Do the customers win?

Customers do win in a variety of ways. First, they reduce their language-services costs. Second, as the industry evolves through acquisition and new capital flowing in, companies innovate. New technologies are developed, and buyers can localize more and different types of content more efficiently and more cost effectively.

On the flip side, customers are also winning because the industry is slow to consolidate relative to the consolidation curve. Clients have many choices. If the language services industry had followed the consolidation curve, clients would have fewer choices, would likely be paying more, and surely workers would be paid even less. Consolidation is good for the customer to a point.

Is consolidation good?

Once again, this is a question that goes beyond the scope of this article and one that is open to debate. Consolidation in the language services industry appears to have found this Goldilocks state of continuing to consolidate but enabling a vibrant majority of smaller companies to exist and thrive.

Conclusions

The Top-100 LSPs deserve our admiration

These so-called “super agencies” push the industry forward and inspire everyone else to stay sharp, innovate, take risks, and focus on the customer. I’ve always read the ranking of the industry’s top companies with much interest. Others do as well.

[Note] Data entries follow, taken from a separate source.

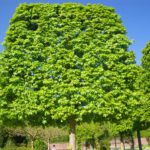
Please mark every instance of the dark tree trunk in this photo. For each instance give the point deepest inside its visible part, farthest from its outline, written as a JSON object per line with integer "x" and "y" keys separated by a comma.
{"x": 139, "y": 137}
{"x": 132, "y": 140}
{"x": 115, "y": 143}
{"x": 122, "y": 146}
{"x": 72, "y": 139}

Another LSP founder recently told me that each week, they have an activity whereby a different team member is responsible for analyzing a company on the ranking and presenting his/her findings to the rest of the company. Larger LSPs inspire smaller ones, and their success is not a zero-sum game.

The world of the smaller LSP is a rich and vibrate universe of companies

At close to 80% of the language services industry, these companies represent its lifeblood. The next super agency may come from this group, but even if it doesn’t, it’s OK. Years ago, I read a book called Small Giants. It was a collection of stories about small companies that had the opportunity to become giant and chose not to. They rejected going public, taking outside money, or M&A, because doing so was not in alignment with the company’s vision for the future. Such choices carry obligations that are often overlooked. Behind the attention-grabbing headlines are people, responsibilities, and burdens that didn’t exist before. Making these choices is certainly one path to growth and success, but not making them is as well.

As long as the language services industry continues to be powered primarily by humans, it will remain “Forever Fragmented”

Since I founded Keylingo in 2004, technology has certainly changed the game — but not how I thought it would. Today’s research reports seem to discuss things like MT in much the same way as reports dating back to 2002. Instead of displacing smaller LSPs and driving what I thought would be more in line with the consolidation curve, tech has increased the size of the pie, creating even more opportunity and more jobs for people and companies willing to adapt.  

Dating back to my business school days and before that in banking, I analyzed my share of industries. And far be it from me to question the brilliant minds at Harvard Business Review. But, like everything else, there are exceptions to every rule. Will the language services industry be forever fragmented? It certainly has been for the last 20 years, and at the current rate, no one reading this will likely be around if it ever does. I like to think our industry is in a Goldilocks Zone — not too consolidated and not too fragmented. Just right!